The author snuck through farm-lot weeds in a snow flurry to kill this Dakota buck.
The author snuck through farm-lot weeds in a snow flurry to kill this Dakota buck.

As in the East, treestands in deciduous timber can deliver whitetail bucks that would otherwise be hard to kill. Cottonwood draws on the plains, with woodlots and orchards hemming homesteads, are prime places to ambush deer. Your options diminish in western forests, for a couple of reasons: Mountain conifers, from south-slope Ponderosa pine stands to Douglas-fir and lodgepole jungles on norths, blanket huge areas. While habitual, whitetails aren’t limited there to a few travel routes. Hunters accustomed to vigils over necks of woods between cornfields must re-think their strategy. A pal once hosted an eastern hunter who insisted on stuffing a treestand into the Cessna 180. Landing on a grass strip near a ridgetop camp, my pal helped his guest out of the plane. Across the Snake River rim to Idaho’s Seven Devils and west to Oregon’s Eagle Cap, roadless forest sprawled to the blue beyond in all directions. Deadpanned my pal: “Which tree do you think looks most promising?”

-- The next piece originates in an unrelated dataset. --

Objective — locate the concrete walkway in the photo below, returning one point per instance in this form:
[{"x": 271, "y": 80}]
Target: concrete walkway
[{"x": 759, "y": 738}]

Another reason to stay mobile in such country is to explore it. That’s part of the fun of hunting in the West. Every day can be a scouting trip, every climb a chance to see new places and uneducated deer. While whitetails brook rifle fire where they can gorge on corn, I’ve seen them in designated wilderness as high as 7,500 feet!. After opening day, mature bucks often fade back out of the traffic. Still-hunting where other hunters don’t go, probing small places with a “deery” look, you learn more about deer and western deer country than you will watching a field fringe.

While still-hunting where you expect to see deer is best done at a glacial pace, you must open the throttle at times. Deer don’t expect hunters to move fast; if you do, you may surprise a buck. Also, low gear isn’t useful in empty places. Creeping across exposed ground or through cedars so thick you can’t move quietly or see beyond your rifle muzzle drains daylight. Hunters who move at fixed speed — slow or fast — miss opportunity.

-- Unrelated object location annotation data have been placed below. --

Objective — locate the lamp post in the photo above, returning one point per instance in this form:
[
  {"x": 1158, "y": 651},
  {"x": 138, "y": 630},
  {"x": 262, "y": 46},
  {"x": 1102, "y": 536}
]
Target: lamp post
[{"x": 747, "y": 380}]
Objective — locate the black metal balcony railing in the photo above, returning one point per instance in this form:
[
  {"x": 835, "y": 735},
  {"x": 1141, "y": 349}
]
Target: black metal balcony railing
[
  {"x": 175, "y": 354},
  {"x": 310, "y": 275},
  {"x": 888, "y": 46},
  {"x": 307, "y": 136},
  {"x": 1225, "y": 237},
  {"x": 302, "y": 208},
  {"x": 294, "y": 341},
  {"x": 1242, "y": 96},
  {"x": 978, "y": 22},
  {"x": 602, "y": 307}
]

The Old West in the wake of exploration was largely bereft of deer. The New West has growing numbers of whitetails in a variety of habitats. The distinction between these environs and deer haunts in the East is one of scale. Bucks still chase does in rut, and they’re most plentiful where the living is easy. They hide where hunters think there’s too little concealment and sneak away more often than they sprint.

If you can find a buck in Pennsylvania or Georgia or Missouri, you find one on the high plains, or in the shadows of the Rockies and its many spurs.

Hunt persistently. Leave faint footprints. Look in little places. Mind the sign as Meriwether Lewis did the feathers floating on the Missouri. Then shoot carefully.

Sidebar: DIY or Outfitted?

While guided hunts for mule deer date back decades, western outfitters have only recently begun to serve whitetail hunters. Two reasons for this: 1) Whitetails are new to many areas of the West; 2) Whitetails thrive in farm country, even on the hem of suburbia. Anyone can walk from roadside to places inhabited by mature whitetail bucks. But finding where big bucks live is hardly the same as killing one. And because the best whitetail cover is privately owned, and hunting privileges increasingly leased, DIY access isn’t assured. Outfitters are tapping a growing market for their services among whitetail hunters. In much of the West, odds for a big buck trump those in the East. If, like me, you like to still-hunt or explore the woods during the day, outfitters can often accommodate. You’re not limited to warming a treestand seat, as in much of the Midwest, or waiting in a box for a Canadian buck as the earth gets hard. Find out who’s guiding whitetail hunters in the West by contacting state wildlife agencies and guide/outfitter associations.